A workaround for this issue:
As a workaround, set your dataType
and contentType
to json
as the following:
var serviceEndpoint = 'http://example.com/object/details?version=1.1';
$.ajax({
type: 'GET',
url: serviceEndpoint,
dataType: 'json',
contentType: 'json',
headers: { 'api-key':'myKey' },
success: onSuccess,
error: onFailure
});
By this way, your get request will be a preflighted request
. If your server enables the api-key
with Access-Control-Allow-Headers header, it will work.
Sample server configuration for the above request (written in express.js):
res.setHeader('Access-Control-Allow-Origin', '*');
res.setHeader('Access-Control-Allow-Methods', '*');
res.setHeader('Access-Control-Allow-Headers', 'api-key,content-type');
res.setHeader('Access-Control-Allow-Credentials', true);
ADDED:
Actually, contentType
should be either application/javascript
or application/json
while doing a jsonp request.
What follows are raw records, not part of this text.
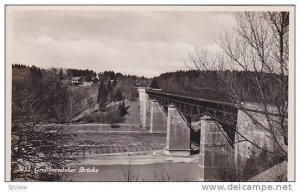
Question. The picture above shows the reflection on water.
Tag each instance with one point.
(149, 172)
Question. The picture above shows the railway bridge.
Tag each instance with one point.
(222, 128)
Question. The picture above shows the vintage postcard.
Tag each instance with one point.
(149, 93)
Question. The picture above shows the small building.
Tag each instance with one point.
(95, 79)
(77, 80)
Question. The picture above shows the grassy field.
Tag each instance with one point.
(93, 143)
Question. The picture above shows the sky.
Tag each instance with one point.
(137, 41)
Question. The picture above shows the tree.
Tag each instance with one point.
(258, 47)
(122, 109)
(119, 96)
(102, 95)
(154, 84)
(61, 74)
(36, 99)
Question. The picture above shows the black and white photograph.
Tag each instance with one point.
(140, 93)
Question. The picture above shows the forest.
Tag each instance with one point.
(209, 84)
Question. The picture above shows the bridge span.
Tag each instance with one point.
(225, 131)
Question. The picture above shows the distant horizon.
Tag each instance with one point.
(142, 43)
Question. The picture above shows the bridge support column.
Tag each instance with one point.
(215, 152)
(158, 118)
(144, 108)
(178, 140)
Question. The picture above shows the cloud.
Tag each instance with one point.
(134, 42)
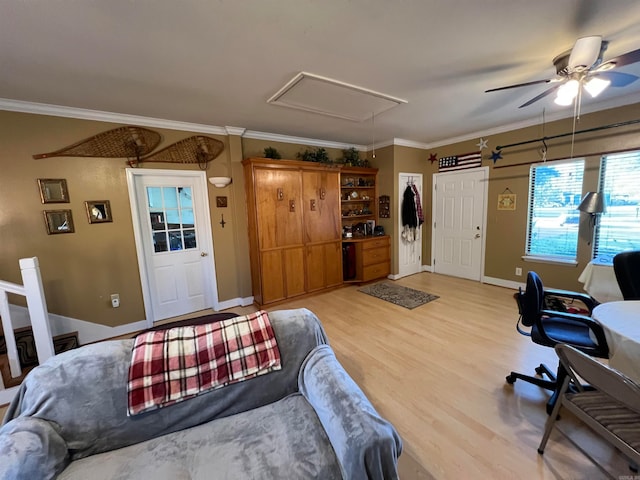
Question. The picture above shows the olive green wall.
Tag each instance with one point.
(80, 270)
(506, 230)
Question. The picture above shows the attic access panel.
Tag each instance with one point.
(327, 96)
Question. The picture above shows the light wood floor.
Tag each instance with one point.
(437, 372)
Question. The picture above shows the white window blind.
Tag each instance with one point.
(555, 191)
(618, 228)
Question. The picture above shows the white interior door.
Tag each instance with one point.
(459, 219)
(409, 246)
(173, 240)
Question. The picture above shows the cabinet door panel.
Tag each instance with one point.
(294, 269)
(321, 197)
(333, 264)
(315, 267)
(273, 287)
(278, 206)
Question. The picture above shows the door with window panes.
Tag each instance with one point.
(176, 261)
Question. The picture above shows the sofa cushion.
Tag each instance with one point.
(173, 365)
(31, 448)
(283, 440)
(84, 390)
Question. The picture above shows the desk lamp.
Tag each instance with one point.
(593, 204)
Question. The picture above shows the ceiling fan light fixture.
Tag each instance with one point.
(585, 53)
(567, 92)
(595, 86)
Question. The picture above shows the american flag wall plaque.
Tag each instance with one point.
(460, 162)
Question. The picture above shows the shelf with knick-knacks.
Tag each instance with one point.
(358, 201)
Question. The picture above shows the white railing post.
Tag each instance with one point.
(9, 337)
(37, 305)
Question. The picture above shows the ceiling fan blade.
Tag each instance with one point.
(622, 60)
(584, 53)
(526, 84)
(617, 79)
(548, 91)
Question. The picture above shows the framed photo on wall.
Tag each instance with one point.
(58, 221)
(98, 211)
(53, 190)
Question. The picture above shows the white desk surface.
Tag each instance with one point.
(621, 324)
(600, 282)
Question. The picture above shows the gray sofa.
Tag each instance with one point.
(307, 420)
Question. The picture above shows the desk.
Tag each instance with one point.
(621, 324)
(600, 282)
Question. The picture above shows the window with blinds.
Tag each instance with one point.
(555, 191)
(618, 228)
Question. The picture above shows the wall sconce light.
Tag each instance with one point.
(220, 182)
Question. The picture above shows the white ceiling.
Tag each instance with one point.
(217, 62)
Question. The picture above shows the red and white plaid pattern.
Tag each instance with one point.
(169, 366)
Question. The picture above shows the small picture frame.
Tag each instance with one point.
(98, 211)
(58, 221)
(507, 201)
(53, 190)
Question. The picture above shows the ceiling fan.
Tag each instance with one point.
(582, 67)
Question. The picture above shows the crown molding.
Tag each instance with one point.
(239, 131)
(111, 117)
(401, 142)
(275, 137)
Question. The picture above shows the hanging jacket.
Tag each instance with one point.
(409, 216)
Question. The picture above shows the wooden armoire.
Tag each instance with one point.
(295, 231)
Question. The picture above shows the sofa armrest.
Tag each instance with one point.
(366, 445)
(31, 448)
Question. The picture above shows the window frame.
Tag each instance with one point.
(562, 258)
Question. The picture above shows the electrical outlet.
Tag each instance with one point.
(115, 300)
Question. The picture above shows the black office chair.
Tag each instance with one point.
(551, 327)
(626, 266)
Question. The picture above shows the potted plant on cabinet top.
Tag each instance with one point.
(270, 152)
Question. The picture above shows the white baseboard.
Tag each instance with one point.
(235, 302)
(423, 268)
(503, 283)
(89, 332)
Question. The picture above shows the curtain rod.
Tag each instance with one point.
(594, 129)
(589, 154)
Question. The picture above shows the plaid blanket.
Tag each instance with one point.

There is no contentType
as jsonp
.
If you look at the API page for jQuery's Ajax call, it mentions the following in the Content-Type section:
Note: For cross-domain requests, setting the content type to anything
other than application/x-www-form-urlencoded, multipart/form-data, or
text/plain will trigger the browser to send a preflight OPTIONS
request to the server.
That page doesn't really mention what a "preflight OPTIONS request" is, but I found some interesting links when looking that phrase up online:
- Preflight Blob Request
- HTML 5 Rocks Using CORS
- W3C's Cross-Origin Resource Sharing spec
- Using CORS for Cross-Domain Ajax Requests
What's intersting is the code example & the CORS image at the HTML5Rocks page. The image shows how the Ajax calls are being made from the JavaScript code to the browser to the server & how the responses are round-tripping between all 3 of those.
We tend to think of JavaScript + Browser = Client, but in the illustration the author is explaining the difference between the web developer's code & the browser developer's code, where the former is written in JavaScript code, but the latter was written using C, C++ or C# code.
A good packet analyzer tool is Fiddler, which would be similar to Wireshark. Either one of those tools, should show you the pre-flight requests which are being sent from the browser to the server. Most likely, that's where your Ajax request is being blocked at by the server with a 403 Forbidden error.